Editör Arenası

Zoomsal Bozukluk

Saat: 9:59 Yer: Merlin headquarters

Emre : Günaydın.
Murat : Vaaay kimleri görüyorum. Emre hoş geldin. Hop hop “tp” yapın lam.
Emre : Efendim abi?
Murat : Yok yok sana demedim. Emre hemen bilgisayarın başına geç. Bak
masada ne var? Sürpriz… Bir saattir “pp” diyoruz. Parti yapsanıza be…!!!
Emre : Ne sürpriziymiş bu? Aha… Abi bu oyunu ben senelerdir bekliyorum
demek sonunda geldi. Çılgınsın. Hemen oynamalı, özümsemeli…
Murat : Tamam işte sen onu bir güzel özümse. Senden çok detaylı ve sağlam
bir zoom yazısı bekliyorum. Hem okunaklı olsun hem de detaylı. İnsanları
sıkmadan, istenileni versin. 13 sayfayı geçmemeye dikkat et. Öğleden sonra da
gireriz siteye… Hayret bir şey yav. Alıyorlar ‘leg’i; “Cow level” açmaya
gelince, yok…
Emre : Abi bir dakika yahu. Ben bu kadar yazıyı bir anda nasıl
çıkartırım?
Murat : Tabi ki tek başına değilsin. Biz neyiz?
Emre : Neyiz abi?
Murat : Deli etme oğlum adamı. Biz neyiz?
Emre : Abi beni korkutuyorsun. Biz neyiz?
Murat : Takımız oğlum. Team One! Hatırladın mı?
Emre : Ha şu mesele. Tamam o zaman ben inceleme yapsam, birileri de
oyunun arka planını, eski oyunlarını, silahları falan tanıtır. Güzel bir yazı
olur.
Murat : İşte aynen ondan… Bak bak nasıl da sütunun arkasına kaçıyo.
Yiyorsa gelsene Minion of Throne öldürmeye cılız..!
Emre : Abi sen ne yapıyorsun orada yahu? Neyse. O zaman ben kuruluma
başlayayım. Sende bari diğer yazılacaklardan istediğin birine başla. Öğlene
bitsin.
Murat : Ne diyorsun oğlum sen? Sen bana nasıl emir verirsin? Ben ne
istersem onu yaparım?
Emre : Gık (yutkunma efekti). Ama abi sen demedin mi az önce “biz
takımız” diye.
Murat : Tamam takımız ama ben takım kaptanıyım. Ne istersem onu yaparım.
Hem zaten benim işim var.
Emre : Tamam abi oyun kuruldu, madem senin işin var; ben oynamaya
başlayayım.

1 saat sonra

Emre : Amma da ayrıntılı oyun be. Oynarken not aldım, notlar 4 sayfa
oldu. Yaz yaz bitmez vallahi.
Murat : Koçum benim be… Emre bak sana bugünkü programımı anlatayım: Şimdi
buradan çıkıp; doğruca konferansa gideceğim. “Delphi ile alogaritmik döngülerin
Oracle üzerindeki dağılımı” üzerine vereceğim seminerin dördüncü aşaması olan;
“Database modüler tasarımının temel taşları ve döngüsel kuramlar” konuşmasına
yetişmem lazım.
Emre : Abi bir kere daha söyleyebilir misin?
Murat : Emre, laga lugayla vakit geçirecek zaman yok. İş isterim ben iş.
Hadi bakiyim.
Emre : İyi de abi bir saattir Diablo 2 sesleri geliyor senin oradan.
Murat : Öhömm… Sen beni mi dinliyorsun bakiyim… Oğlum şimdi konferans
vereceğim için kafa dağıtıyorum. Asss… Gitti güzelim set item…

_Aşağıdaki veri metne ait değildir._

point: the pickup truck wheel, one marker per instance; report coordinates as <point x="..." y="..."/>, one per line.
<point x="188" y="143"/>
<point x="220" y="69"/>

Emre : Tamam abi sende haklısın. Nerde kaldı bu Arda yahu? Geldi miydi
onunla güzel bir çalışma çıkartırız.
Murat : Sen öyle san…
Emre : Efendim abi?
Murat : Oğlum gitti güzelim uniqe… Hay ben bu noob’ların…
Aykut : Selam millet…
Emre : Vaay adamım gelmiş. Aykut oğlum müthiş bir çalışma yapacağız. Bak
burada ne var? Kutuyu görür görmez sen de en az benim kadar heyecanlandın değil
mi?
Aykut : Oyun bomba da ne çalışması onu anlayamadım?
Murat : Bak bak, nasıl da kapıyo altınları… Şiişttt olum “bo” yapsana…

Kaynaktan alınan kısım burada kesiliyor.